The flhD/C DNA was detected as GW2580 mouse previously described. Construction of the null alleles of flhD, fliC, and flhA genes The flhD gene was isolated from pBYL2DC by digesting with BsmI, which cleaves at two sites in pBYL2DC and thereby conveniently deletes flhC from the operon. The resulting plasmid was designated pBYL2D. A kanamycin resistant gene from pACYC177 was isolated, made blunt-ended using a DNA-blunting kit (Takara Co., Tokyo, Japan), and inserted in the unique EcoRV site of the flhD gene.

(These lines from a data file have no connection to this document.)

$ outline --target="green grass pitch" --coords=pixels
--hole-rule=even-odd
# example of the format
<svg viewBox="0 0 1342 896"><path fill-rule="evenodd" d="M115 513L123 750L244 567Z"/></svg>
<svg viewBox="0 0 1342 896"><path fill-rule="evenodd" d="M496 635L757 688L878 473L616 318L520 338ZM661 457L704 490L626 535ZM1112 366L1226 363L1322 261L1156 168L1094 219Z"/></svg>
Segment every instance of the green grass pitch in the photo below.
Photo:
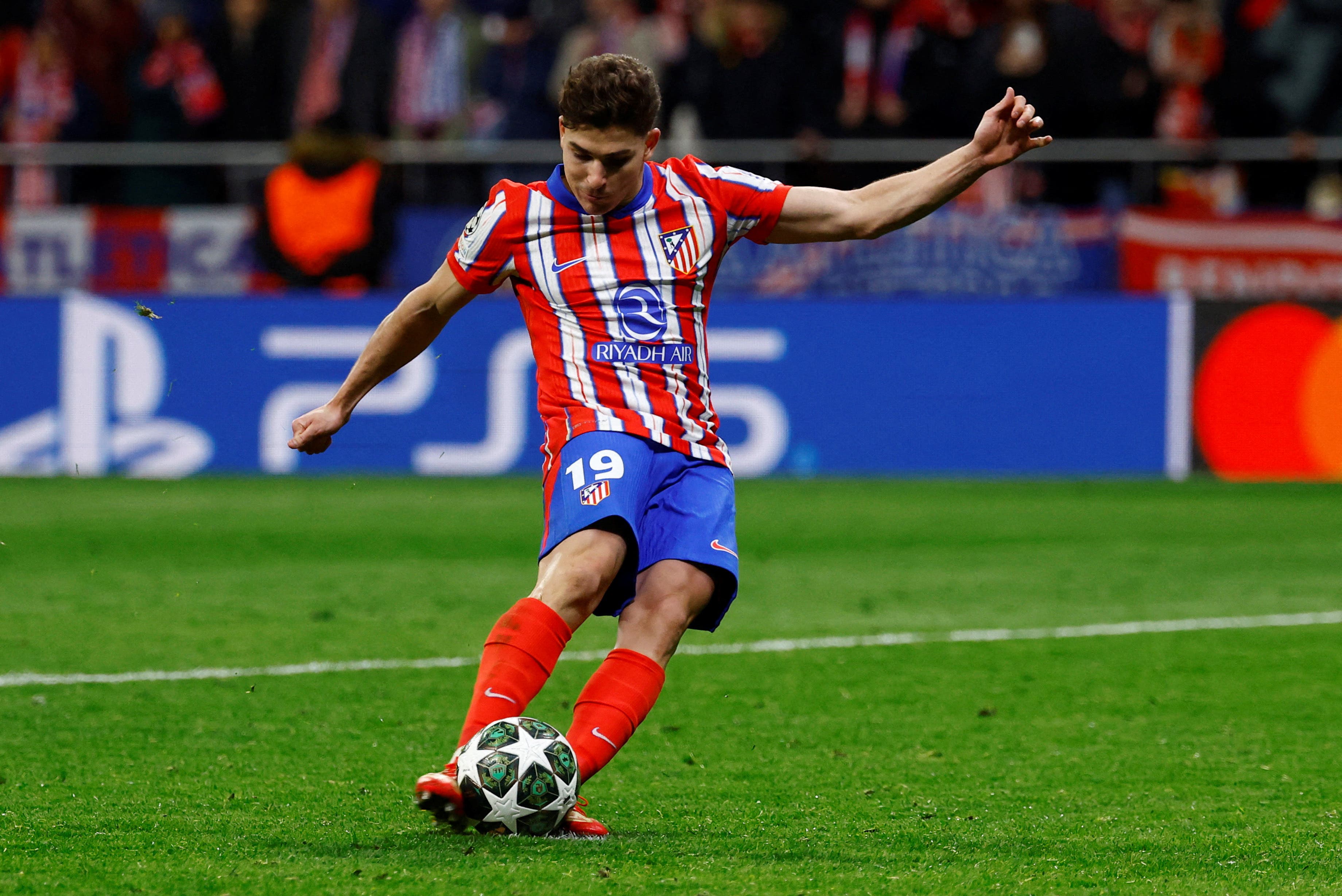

The resulting plasmid was designated pBYL2D-Kan. The pBYL2D-Kan
Selleck Nec-1s was re-isolated and linearized after HpaI and SspI restriction enzyme digestion, which deleted the ampicillin resistance gene and replication site of the plasmid. The linearized construct was transferred into H-rif-8-6, resulting
in the homologous replacement of the native flhD gene and generating a null allele. The DNA fragment of fliC was amplified by PCR from H-rif-8-6. After PCR amplification using two oligonucleotide primers (fliC-sen and fliC-anti), the partial fliC DNA fragment was purified, digested using AhdI and HindIII, and subcloned into plasmid pBR322 to generate the fliC plasmid. A kanamycin resistant gene from pACYC177 was isolated, made blunt-ended, and inserted into the unique SalI site of the fliC gene. The resulting plasmid was designated pfliC-Kan. The pfliC-Kan was linearized after AhdI and HindIII restriction enzyme digestion, which deleted the ampicillin resistance gene and replication site of the plasmid. The linearized construct HDAC inhibitor was transferred into H-rif-8-6 resulting in the homologous
replacement of the native fliC gene and generating a null allele. The DNA fragment of flhA was amplified by PCR from H-rif-8-6 using Molecular motor oligonucleotide primers flhA-sen and flhA-anti. The partial flhA DNA fragment was purified, digested using the restriction enzymes ClaI and EcoRI, and subcloned into plasmid pBR322 using T4 ligase to generate the flhA plasmid. A kanamycin resistant gene from pACYC177 was isolated, made blunt-ended, and inserted in the unique SalI site of the flhA gene. The resulting plasmid was designated pflhA-Kan. Computer analysis of sequence data The nucleotide sequence and the deduced amino-acid sequence of FlhD/C were compared using the BLAST and FASTA programs of the National Center for Biotechnology Information server. Sequence data were compiled by DNASIS-Mac software (Hitachi, Tokyo, Japan). RNA preparation and Northern hybridization Bacteriocin synthesis medium (BSM; 0.5% sucrose, 0.1% NH4Cl, 0.2% KH2PO4, and 0.02% MgSO4·7H2O [pH = 7.5]) was used to produce Carocin S1. Total RNA was extracted from cells (Pectobacterium carotovorum subsp. carotovorum harboring constructs) that were grown without drugs at 28°C. To determine the stability of H-rif-8-6, TH12-2, TH12-2/pBYL2C, KH17, and KH17/pBYL2D strains, culture samples (8 ml each; with rifampicin [0.